リソース推定機能は、開発者が古典的なアプローチと量子的なアプローチを組み合わせてハイブリッドな方法で問題を解決しようとする場合に特に役立ちます。
「これはハイブリッドを理解するための素晴らしいツールです」とスヴォレ氏は述べた。「私は従来型コンピューティングと量子コンピューティングを組み合わせています。それぞれのコストはいくらでしょうか?量子コンピューティングは、従来型コンピューティングよりも高速化できる場合にのみ使用する必要があります。つまり、従来型コンピューティングと従来型コンピューティングを組み合わせた場合と、従来型コンピューティングと量子型コンピューティングを組み合わせた場合を比較する必要があるのです。これは、そうした研究を可能にするツールです。」
推定ツールは、量子ビットの数、エラー訂正方式の種類、およびその他のパラメータに応じて、さまざまな計算シナリオで特定のアルゴリズムを実行するのに必要な処理時間を大まかに示します。
スヴォレ氏は、この推定ツールはソフトウェア開発者に対し、量子アルゴリズムの微調整が実行時間の高速化にどのようにつながるかを示すことができると述べた。「マイクロソフトでは、このツールを使ってマシンの基盤となるアーキテクチャを開発し、どのようなマシンがこれらのアルゴリズムを実現できるかを理解しようとしています」と彼女は述べた。このツールは、トポロジカルベースの量子マシンが「必要なスケールアップを可能にする」というマイクロソフトの見解を裏付けているとスヴォレ氏は述べた。
推定ツールを使用する最初の手順は、Azure アカウントの設定と Azure Quantum ワークスペースの作成です。その後は、この量子リソース推定入門で概説されている手順に従ってください。
Zapata Computingの量子ソフトウェアエンジニア、ミハル・ステクリー氏は、マイクロソフトのブログ投稿で、この推定ツールは「使いやすい」と述べた。
「統合プロセスはシンプルで、結果は誤り訂正の初心者にとって役立つ高レベルの概要と、専門家にとって詳細な内訳の両方を提供します」とステクリー氏は述べた。
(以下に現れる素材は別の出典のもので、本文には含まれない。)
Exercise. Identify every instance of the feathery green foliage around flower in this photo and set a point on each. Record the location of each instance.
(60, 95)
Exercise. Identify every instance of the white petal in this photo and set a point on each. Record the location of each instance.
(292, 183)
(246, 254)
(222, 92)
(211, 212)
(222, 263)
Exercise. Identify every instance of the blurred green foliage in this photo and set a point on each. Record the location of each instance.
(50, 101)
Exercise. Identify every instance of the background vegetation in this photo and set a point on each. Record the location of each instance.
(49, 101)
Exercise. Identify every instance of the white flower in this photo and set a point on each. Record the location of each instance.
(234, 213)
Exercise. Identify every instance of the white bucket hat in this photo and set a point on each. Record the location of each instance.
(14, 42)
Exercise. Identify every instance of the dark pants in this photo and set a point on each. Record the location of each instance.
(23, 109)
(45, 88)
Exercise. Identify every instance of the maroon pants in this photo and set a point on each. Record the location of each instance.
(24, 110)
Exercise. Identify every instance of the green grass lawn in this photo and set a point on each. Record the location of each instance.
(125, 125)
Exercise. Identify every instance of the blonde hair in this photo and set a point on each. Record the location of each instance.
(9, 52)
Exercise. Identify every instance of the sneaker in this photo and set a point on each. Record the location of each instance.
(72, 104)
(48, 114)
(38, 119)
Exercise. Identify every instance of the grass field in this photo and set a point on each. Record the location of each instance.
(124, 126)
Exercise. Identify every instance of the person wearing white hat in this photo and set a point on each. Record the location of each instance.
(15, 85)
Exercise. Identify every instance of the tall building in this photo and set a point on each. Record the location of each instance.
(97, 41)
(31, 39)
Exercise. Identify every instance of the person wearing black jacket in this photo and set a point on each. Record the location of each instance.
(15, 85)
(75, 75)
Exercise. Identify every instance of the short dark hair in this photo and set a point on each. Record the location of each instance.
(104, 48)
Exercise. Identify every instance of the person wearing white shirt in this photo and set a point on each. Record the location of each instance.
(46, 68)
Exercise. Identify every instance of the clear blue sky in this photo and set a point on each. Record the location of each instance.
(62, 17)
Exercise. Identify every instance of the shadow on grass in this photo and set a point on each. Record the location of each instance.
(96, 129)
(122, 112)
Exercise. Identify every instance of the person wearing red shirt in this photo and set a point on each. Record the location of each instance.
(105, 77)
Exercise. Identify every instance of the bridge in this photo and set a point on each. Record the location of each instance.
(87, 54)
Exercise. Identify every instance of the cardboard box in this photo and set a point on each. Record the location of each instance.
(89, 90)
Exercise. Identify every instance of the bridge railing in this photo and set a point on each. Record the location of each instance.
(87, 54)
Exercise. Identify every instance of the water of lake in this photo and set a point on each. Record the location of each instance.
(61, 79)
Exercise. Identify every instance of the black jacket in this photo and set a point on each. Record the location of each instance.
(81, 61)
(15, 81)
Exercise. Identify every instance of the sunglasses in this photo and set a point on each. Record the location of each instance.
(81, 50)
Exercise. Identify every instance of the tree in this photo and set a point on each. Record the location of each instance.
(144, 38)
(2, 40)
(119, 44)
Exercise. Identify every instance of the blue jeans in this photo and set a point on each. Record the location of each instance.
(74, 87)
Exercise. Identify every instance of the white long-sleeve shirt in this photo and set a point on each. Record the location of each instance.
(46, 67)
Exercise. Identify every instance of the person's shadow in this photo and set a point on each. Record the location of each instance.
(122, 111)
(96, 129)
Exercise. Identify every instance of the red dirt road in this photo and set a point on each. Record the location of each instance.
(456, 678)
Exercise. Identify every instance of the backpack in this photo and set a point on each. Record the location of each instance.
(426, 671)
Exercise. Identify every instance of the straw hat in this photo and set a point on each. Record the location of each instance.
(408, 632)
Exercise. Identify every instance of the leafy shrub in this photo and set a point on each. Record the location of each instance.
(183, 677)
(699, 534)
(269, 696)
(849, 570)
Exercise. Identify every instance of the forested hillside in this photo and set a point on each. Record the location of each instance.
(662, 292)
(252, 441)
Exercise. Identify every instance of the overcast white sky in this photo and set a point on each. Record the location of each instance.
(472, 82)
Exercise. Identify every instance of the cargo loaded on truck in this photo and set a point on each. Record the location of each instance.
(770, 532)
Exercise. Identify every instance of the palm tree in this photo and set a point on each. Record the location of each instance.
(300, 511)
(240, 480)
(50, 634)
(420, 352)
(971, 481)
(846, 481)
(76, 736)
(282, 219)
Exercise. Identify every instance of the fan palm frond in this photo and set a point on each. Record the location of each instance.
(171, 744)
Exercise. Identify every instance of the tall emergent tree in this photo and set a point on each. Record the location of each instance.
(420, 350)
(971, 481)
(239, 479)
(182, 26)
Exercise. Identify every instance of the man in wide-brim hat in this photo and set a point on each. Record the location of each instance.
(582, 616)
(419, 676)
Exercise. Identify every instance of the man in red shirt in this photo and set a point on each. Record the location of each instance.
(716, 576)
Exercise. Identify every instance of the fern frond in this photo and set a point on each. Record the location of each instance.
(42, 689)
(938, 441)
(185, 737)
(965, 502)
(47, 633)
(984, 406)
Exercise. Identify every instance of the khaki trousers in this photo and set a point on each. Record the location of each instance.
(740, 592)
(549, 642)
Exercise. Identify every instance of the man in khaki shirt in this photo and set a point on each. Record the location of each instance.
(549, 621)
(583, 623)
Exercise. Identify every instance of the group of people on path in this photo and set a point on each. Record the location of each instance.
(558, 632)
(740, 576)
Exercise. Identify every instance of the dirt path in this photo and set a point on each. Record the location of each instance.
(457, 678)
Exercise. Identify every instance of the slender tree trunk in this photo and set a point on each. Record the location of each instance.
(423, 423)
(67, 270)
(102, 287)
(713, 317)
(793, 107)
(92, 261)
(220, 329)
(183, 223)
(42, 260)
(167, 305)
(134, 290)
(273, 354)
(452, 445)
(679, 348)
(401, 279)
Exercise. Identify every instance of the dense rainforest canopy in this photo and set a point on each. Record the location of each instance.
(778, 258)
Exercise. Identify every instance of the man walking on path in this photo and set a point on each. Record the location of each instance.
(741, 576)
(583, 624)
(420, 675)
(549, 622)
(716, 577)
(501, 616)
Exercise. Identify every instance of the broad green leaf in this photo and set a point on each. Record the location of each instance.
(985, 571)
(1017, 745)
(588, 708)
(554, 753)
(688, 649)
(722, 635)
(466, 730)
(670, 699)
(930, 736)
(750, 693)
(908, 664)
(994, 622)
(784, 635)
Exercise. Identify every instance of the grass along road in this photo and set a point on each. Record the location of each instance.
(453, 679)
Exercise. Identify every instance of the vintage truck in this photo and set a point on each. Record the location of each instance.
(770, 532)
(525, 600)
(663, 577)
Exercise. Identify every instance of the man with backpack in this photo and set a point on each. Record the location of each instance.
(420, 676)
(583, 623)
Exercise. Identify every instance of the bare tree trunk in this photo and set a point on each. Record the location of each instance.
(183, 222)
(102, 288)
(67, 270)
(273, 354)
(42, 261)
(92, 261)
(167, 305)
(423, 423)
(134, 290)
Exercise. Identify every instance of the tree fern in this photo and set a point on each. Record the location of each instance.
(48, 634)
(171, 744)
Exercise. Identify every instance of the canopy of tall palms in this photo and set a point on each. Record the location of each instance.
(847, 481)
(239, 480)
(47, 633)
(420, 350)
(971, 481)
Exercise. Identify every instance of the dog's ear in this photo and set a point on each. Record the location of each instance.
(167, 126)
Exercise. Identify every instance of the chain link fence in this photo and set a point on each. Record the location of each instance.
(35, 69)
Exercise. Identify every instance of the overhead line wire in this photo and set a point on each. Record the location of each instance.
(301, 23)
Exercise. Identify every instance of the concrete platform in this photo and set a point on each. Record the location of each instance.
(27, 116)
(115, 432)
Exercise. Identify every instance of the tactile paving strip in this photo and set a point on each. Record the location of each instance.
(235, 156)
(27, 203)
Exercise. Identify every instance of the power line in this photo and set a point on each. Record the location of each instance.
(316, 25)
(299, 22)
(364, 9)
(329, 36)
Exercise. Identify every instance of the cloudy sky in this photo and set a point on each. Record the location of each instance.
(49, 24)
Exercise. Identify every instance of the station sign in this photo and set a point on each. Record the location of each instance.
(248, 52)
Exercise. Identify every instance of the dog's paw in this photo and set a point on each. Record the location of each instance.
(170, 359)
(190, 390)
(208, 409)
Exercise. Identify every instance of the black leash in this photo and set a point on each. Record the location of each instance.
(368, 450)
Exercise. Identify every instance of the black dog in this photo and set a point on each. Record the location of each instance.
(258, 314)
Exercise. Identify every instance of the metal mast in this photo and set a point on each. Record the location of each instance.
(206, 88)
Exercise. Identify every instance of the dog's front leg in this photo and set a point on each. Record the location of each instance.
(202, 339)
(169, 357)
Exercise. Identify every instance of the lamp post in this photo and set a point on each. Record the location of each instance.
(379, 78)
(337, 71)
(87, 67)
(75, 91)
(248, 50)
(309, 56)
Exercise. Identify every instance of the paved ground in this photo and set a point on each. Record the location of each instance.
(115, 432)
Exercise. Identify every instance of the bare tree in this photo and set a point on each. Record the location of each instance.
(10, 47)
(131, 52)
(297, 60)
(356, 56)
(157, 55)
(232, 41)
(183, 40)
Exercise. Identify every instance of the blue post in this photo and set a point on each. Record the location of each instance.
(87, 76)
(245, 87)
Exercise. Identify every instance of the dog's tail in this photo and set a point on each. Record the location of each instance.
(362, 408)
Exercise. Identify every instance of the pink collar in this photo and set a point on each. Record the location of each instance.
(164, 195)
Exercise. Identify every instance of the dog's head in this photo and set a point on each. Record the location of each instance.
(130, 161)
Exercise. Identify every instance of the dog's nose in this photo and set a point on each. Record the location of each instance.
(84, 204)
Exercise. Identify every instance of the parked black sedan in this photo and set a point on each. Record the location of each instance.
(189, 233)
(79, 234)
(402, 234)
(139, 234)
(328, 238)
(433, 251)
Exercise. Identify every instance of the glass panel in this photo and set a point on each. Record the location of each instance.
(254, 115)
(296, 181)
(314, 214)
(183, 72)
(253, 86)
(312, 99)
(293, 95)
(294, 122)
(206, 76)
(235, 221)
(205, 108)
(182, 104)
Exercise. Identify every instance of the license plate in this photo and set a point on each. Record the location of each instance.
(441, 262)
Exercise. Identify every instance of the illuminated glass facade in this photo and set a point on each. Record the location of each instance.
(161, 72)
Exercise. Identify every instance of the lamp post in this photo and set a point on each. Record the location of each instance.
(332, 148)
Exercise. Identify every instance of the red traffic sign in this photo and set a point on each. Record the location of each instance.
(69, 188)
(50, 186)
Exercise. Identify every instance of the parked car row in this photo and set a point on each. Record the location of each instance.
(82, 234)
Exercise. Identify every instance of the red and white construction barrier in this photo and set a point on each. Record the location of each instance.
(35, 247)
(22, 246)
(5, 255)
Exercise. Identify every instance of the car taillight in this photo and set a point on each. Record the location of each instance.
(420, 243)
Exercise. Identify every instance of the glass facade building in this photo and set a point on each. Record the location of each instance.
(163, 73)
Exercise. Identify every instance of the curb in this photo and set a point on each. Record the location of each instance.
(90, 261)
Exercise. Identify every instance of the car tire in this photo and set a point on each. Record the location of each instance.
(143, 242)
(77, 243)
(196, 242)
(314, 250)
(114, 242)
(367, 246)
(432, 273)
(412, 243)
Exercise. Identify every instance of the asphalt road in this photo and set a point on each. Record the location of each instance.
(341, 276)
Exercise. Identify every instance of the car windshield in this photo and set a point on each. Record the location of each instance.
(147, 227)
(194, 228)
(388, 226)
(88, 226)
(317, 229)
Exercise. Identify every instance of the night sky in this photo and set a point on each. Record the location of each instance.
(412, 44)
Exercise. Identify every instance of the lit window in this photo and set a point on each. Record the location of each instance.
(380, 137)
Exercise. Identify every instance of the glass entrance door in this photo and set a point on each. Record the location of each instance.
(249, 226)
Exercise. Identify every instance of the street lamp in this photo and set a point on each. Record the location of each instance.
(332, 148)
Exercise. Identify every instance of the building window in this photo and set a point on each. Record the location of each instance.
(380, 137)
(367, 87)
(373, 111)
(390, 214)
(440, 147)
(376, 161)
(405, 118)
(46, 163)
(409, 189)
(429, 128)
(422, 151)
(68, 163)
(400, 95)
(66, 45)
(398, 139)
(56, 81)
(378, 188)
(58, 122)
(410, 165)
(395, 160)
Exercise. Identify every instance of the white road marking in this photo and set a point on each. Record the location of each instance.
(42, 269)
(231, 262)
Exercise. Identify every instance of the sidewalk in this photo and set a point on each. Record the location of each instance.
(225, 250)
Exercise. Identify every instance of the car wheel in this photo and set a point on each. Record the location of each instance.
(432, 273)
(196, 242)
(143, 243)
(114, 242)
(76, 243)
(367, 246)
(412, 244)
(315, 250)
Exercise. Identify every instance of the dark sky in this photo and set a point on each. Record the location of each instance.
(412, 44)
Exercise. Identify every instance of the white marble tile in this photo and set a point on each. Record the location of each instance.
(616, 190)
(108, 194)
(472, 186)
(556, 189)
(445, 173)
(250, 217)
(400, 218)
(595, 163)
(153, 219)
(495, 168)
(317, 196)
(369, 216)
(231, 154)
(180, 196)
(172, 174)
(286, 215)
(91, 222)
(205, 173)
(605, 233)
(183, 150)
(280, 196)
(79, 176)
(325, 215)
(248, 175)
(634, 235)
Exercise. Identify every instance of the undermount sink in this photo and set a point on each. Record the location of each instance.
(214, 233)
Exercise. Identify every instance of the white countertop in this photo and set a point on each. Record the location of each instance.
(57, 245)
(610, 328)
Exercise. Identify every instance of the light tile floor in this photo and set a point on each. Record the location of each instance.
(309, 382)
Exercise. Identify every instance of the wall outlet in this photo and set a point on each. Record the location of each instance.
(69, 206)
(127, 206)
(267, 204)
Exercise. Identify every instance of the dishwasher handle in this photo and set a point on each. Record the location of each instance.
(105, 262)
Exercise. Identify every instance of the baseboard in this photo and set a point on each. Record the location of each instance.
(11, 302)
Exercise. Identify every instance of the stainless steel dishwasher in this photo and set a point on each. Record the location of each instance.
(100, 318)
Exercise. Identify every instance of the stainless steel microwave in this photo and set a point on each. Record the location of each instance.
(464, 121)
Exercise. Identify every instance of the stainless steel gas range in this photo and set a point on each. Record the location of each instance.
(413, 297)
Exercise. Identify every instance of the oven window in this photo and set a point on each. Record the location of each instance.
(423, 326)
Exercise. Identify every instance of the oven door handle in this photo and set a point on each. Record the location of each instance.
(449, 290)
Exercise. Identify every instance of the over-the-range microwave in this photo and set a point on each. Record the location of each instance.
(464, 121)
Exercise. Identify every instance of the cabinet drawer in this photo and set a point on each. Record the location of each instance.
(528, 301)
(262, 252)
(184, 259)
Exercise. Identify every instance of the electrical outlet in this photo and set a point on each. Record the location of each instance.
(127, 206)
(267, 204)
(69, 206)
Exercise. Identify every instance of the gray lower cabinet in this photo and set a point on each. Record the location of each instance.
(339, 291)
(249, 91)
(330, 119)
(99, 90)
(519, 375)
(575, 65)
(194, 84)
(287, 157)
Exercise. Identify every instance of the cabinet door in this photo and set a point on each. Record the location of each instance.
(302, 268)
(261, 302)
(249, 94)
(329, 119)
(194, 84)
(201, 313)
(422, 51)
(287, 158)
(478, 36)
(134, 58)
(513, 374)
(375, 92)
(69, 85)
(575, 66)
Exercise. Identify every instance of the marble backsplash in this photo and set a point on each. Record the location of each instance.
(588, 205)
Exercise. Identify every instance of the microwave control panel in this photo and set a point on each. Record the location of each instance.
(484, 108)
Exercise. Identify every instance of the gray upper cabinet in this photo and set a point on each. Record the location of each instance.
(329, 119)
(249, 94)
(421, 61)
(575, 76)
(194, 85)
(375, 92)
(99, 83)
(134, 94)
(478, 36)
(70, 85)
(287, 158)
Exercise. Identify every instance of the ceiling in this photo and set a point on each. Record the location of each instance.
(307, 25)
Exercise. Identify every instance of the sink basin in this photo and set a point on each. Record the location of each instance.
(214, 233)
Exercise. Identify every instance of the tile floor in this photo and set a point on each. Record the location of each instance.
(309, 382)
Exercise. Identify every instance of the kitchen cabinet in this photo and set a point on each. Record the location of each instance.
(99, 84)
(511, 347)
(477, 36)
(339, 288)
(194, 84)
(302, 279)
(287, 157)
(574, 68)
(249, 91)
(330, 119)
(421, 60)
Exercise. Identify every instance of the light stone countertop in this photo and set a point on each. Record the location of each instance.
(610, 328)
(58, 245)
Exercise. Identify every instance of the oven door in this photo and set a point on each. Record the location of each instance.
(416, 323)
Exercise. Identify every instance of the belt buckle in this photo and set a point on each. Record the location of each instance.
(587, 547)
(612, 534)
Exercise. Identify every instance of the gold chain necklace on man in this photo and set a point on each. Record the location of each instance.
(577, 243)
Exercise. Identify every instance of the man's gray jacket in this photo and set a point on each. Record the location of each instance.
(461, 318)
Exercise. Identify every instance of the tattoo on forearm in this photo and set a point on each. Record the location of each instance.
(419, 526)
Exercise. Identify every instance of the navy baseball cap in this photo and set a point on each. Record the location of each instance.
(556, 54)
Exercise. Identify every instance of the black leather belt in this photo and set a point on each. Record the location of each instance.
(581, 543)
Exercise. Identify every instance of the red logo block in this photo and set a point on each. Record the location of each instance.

「リソース推定は、フォールトトレラントな量子アルゴリズムに取り組むすべての人にとって、パイプラインの一部となるべきです。」
1964年、ノーベル賞受賞物理学者リチャード・ファインマンは「量子力学を理解している人は誰もいないと言っても過言ではない」と有名な言葉を残しています。今では量子コンピューティングのための「使いやすい」ツールが存在するという事実は、当時からどれほど進歩したかを示すものと言えるかもしれません。